I used some cheap plastic skeleton heads I picked up at the dollar tree for a dollar. I cut up an old white t-shirt into long strips, then dipped it into a dark olive green latex paint ( sample size can, 3.00 ). After totally soaking the strip, you lightly ring it out, then mold it around the head. Completely cover the head this way. It will stick well as you mold. Use a razor blade to cut across at the mouth so you can push the material back to expose the teeth. Then use a hair dryer to dry it. I then shaded it using a cheap can of black spray paint ( a dollar at wal-mart) around the eye sockets, nostril holes, cheeks, and mouth. I used a dab of dark crimson paint ( craft paint 87 cents ) to add a little more detail around these areas too. Then I cut the hair off an old baby doll I picked up at a rummage sale ( 50 cents ) & glued it to the top of the head in sparse patches. I stuffed some old clothes that I had rolled in the dirt and torn up with a very minimal amount of leaves for stuffing. I attached the head and laid it all out in a coffin I built out of old barn wood. I threw in some rubber white grub worms I bought in the wal-mart fishing department for about a dollar a bag for maggots, & a couple of rubber snakes that were also a dollar each. I pulled some spider webbing across the coffin ( yep, a dollar) to finish it off. It looked just like a rotting corpse, complete with maggots. Using materials I had on hand like the old clothes, I spent under 10.00 per corpse that I made. Most of the things I bought such as the webbing and craft paint were more than enough to make several with extra materials to spare.


----------



## RoxyBlue (Oct 6, 2008)

Sounds gruesome - you'll have to post some pictures for us


----------



## Bone Dancer (Oct 7, 2005)

Cool, a true haunter at work. And yes, pictures would be nice.


----------



## aquariumreef (Sep 16, 2010)

tl;wr


----------



## Scarypumpkinpie (Feb 1, 2012)

You can see it on our facebook page below. This was taken before I threw the maggots in LOL. I made a couple of these, using different clothes. I used some plastic bones with this one.

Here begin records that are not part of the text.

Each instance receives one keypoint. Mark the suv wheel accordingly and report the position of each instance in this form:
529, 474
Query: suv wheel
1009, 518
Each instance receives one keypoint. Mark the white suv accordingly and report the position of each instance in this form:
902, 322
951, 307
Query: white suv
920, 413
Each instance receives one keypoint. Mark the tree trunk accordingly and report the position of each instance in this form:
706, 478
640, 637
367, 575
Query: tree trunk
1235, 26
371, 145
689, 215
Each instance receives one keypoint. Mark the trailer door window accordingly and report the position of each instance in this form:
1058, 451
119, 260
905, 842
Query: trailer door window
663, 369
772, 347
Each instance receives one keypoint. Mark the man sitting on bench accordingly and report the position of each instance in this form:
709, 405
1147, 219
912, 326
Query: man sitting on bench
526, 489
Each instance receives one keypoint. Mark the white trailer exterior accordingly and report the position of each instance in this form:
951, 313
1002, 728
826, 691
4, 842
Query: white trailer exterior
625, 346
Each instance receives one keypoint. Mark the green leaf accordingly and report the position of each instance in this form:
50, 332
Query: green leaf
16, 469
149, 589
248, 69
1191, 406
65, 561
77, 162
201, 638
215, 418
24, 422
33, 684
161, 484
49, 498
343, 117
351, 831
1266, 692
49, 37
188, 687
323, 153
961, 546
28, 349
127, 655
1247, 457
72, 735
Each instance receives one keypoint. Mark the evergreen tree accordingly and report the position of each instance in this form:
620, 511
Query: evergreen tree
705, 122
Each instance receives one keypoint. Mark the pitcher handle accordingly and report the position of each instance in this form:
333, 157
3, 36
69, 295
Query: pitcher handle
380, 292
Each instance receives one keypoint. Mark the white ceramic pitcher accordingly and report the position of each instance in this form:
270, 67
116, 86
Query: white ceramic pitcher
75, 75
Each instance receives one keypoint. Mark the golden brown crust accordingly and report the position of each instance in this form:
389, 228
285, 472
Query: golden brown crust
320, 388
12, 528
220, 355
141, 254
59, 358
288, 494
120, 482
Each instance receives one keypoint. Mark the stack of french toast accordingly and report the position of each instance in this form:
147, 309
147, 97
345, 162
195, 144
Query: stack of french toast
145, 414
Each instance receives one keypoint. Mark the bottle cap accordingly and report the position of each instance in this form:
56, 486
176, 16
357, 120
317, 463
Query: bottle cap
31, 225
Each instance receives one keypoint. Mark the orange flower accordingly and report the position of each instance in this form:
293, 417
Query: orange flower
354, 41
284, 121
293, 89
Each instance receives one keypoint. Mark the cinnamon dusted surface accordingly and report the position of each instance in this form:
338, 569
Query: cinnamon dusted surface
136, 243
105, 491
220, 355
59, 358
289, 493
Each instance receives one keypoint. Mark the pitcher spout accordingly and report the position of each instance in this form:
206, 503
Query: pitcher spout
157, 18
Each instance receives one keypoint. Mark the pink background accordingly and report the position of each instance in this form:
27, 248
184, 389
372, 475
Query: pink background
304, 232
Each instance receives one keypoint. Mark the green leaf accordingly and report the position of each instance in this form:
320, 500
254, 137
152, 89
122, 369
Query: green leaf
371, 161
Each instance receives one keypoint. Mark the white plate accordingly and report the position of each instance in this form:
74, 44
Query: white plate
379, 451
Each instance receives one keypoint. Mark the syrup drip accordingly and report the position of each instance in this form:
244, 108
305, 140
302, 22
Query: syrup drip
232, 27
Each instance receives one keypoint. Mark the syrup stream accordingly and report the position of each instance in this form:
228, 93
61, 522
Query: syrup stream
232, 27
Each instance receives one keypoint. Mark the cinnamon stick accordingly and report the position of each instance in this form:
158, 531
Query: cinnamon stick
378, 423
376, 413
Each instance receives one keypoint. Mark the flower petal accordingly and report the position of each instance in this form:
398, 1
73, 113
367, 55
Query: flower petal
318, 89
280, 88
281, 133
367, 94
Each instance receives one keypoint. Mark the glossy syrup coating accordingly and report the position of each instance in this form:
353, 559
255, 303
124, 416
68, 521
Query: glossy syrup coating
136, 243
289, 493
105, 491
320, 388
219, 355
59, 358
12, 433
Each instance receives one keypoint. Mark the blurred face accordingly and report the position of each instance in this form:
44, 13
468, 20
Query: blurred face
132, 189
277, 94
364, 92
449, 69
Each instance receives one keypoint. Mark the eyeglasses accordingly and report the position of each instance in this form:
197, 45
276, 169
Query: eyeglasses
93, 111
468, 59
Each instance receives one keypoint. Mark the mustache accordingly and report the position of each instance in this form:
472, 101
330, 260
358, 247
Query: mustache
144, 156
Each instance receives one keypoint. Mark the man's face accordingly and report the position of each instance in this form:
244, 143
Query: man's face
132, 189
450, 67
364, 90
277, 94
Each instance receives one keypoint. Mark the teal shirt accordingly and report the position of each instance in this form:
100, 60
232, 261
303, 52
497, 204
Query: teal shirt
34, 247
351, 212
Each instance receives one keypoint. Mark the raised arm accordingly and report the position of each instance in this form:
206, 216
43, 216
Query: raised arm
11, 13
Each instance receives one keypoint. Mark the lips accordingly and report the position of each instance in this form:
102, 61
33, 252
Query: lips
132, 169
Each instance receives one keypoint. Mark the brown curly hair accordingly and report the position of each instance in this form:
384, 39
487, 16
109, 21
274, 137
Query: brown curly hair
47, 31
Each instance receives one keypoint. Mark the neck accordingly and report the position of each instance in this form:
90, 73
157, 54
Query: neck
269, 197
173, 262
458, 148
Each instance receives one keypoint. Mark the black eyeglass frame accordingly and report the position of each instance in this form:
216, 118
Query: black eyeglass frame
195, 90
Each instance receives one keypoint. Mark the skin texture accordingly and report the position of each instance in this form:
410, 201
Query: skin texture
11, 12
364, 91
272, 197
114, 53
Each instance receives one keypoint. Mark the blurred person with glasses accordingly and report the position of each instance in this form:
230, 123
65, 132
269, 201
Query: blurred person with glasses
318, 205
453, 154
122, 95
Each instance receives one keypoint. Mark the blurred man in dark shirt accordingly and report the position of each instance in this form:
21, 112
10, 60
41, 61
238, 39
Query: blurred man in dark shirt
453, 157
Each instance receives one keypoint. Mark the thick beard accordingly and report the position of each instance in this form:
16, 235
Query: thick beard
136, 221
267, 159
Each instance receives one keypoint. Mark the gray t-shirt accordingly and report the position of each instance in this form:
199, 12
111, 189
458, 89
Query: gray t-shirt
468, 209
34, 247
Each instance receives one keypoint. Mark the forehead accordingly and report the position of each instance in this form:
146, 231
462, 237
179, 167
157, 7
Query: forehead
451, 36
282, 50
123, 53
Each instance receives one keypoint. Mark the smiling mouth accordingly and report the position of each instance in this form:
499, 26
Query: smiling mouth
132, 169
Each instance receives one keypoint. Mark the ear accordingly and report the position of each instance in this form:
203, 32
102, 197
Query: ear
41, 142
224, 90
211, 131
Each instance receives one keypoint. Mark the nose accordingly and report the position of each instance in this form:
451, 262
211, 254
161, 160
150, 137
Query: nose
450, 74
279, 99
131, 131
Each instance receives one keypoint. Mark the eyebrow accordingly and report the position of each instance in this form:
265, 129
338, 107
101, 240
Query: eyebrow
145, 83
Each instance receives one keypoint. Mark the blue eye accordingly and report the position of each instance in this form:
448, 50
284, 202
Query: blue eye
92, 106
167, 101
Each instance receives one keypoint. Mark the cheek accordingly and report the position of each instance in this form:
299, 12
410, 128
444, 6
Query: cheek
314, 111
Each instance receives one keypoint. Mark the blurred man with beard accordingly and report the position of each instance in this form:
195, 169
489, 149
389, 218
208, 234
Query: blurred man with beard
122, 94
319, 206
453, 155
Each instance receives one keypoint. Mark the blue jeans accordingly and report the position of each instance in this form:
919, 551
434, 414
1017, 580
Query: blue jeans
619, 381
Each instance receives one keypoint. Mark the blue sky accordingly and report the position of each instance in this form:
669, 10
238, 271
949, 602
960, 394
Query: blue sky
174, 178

https://www.facebook.com/media/set/...27196812.78393.288554641168814&type=3&theater


----------



## RoxyBlue (Oct 6, 2008)

I like the look you got on the head. If you make another one of these guys, consider adding some of the paint-soaked strips to the arms and feet as well, leaving some of the bone exposed. I think that will make for an even more convincing rotting character


----------



## Scarypumpkinpie (Feb 1, 2012)

Yes, it does! You can also use things like PVC pipe to make the arms and legs if you are wrapping the flesh around them. If it is an indoor haunt, I bet you could even duct tape together paper towel rolls and cover them with flesh this way. I ran out of the paint and time, so I just threw this one together with what I had left. I didn't take photos of the other dead guys we made. I was so busy with everything else I kept forgetting to take my camera. But, I have vowed to do better this year, and make some how to videos as well


----------